5. Heading No.33.04 applies, inter alia, to the following products: beauty creams, make-up creams, cleansing creams, vanishing creams, cold creams, skinfoods, skin tonics, face powders, baby powders, toilet powders, talcum powders, and grease paints, lipsticks, eye shadow and eyebrow pencils, nail polishes and varnishes, cuticle removers and other preparations for use in manicure or chiropody and barrier creams to give protection against skin irritants.”
11. From the aforesaid chapter notes, it is clear that Heading 33.03 would include products whether or not they contain subsidiary pharmaceutical or antiseptic constituents, or are held out as having subsidiary curative or prophylactic value and heading 33.04 would inter alia include the products specified therein and other preparations for use in manicure or chiropody and barrier creams to give protection against skin irritants. Therefore, the products mainly oil containing some A&D vitamins which is used for massage, even if it prevents ailment of rickets and treats the same, it cannot be held to be medicaments.
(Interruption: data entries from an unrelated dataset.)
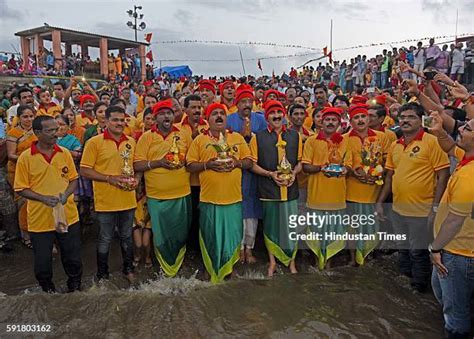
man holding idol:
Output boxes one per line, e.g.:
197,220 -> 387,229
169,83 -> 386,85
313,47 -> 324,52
250,100 -> 303,277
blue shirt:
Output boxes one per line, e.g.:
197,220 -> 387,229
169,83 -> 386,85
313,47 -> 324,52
46,54 -> 54,66
227,112 -> 267,137
0,119 -> 6,139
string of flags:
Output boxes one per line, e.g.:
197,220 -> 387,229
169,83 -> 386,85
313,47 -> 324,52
150,33 -> 474,64
152,33 -> 474,55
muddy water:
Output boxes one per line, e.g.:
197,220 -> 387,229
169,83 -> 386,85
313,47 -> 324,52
0,227 -> 443,338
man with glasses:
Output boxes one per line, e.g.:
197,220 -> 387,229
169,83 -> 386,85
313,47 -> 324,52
7,87 -> 35,128
227,85 -> 267,264
428,112 -> 474,338
81,106 -> 138,283
14,116 -> 82,293
377,103 -> 449,292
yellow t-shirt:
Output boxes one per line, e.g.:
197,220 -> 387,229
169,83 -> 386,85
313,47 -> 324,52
346,129 -> 390,203
301,132 -> 352,211
134,127 -> 192,200
385,130 -> 449,217
81,130 -> 137,212
123,115 -> 140,137
186,132 -> 250,205
434,147 -> 474,258
14,143 -> 79,232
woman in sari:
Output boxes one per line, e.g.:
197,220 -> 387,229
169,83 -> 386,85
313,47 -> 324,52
83,101 -> 107,146
56,114 -> 82,157
7,105 -> 38,248
133,108 -> 155,268
61,107 -> 86,145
12. Hence, in our view, after verification of the entire evidence and the certificates produced on record as well as the report of the Chemical Analyser, the Tribunal rightly arrived at the conclusion that the product in question is oil used for massage and would be covered by Heading 33.04. Similarly contention was raised in M/s. Alpine Industries v. Collector of Central Excise, New Delhi1. The Court observed that ‘Medicament’ has been defined in note No. 2 (i) to mean ‘goods which are either products comprising two or more constituents which have ben mixed or compounded together for therapeutic or prophylactic use.’ On a reading of note no. 1(d) with note no. 2(i) of chapter 30 under heading ‘pharmaceutical products’, it is clear that preparations which fall under chapter 33 even if they have therapeutic or prophylactic properties are not covered under Heading 30.03 as ‘medicaments’. The Court thereafter held thus:-
“The certificate issued by the Army authorities and the chemical ingredients of the product are not decisive on the question of classification of the product for levy of excise duty. It is firmly established that on the question of classification of the product under Central Excise Tariff Act, “commercial parlance theory” has to be applied. It is true that the entry supply by the appellant of its product ‘Lip Salve’ has been to the Defence Department for use of military personnel but that would also not be determinative of the nature of the product for classifying it. It is not disputed that the product ‘Lip Salve’ is used for the care of the lips. It is a product essentially for ‘care of skin’ and not for ‘cure of skin’. It is therefore, classifiable as a skin care cream and not a medicament. From the nature of the product and the use to which it is put, we do not find that the claim of the appellant is acceptable that it is primarily for therapeutic use.”
13. The same would be the position in the present case. The oil is not used for cure of skin but is oil for massage and it takes care of the skin.
14. In this view of the matter, we find no substance in these appeals and they are accordingly dismissed. There shall be no order as to costs.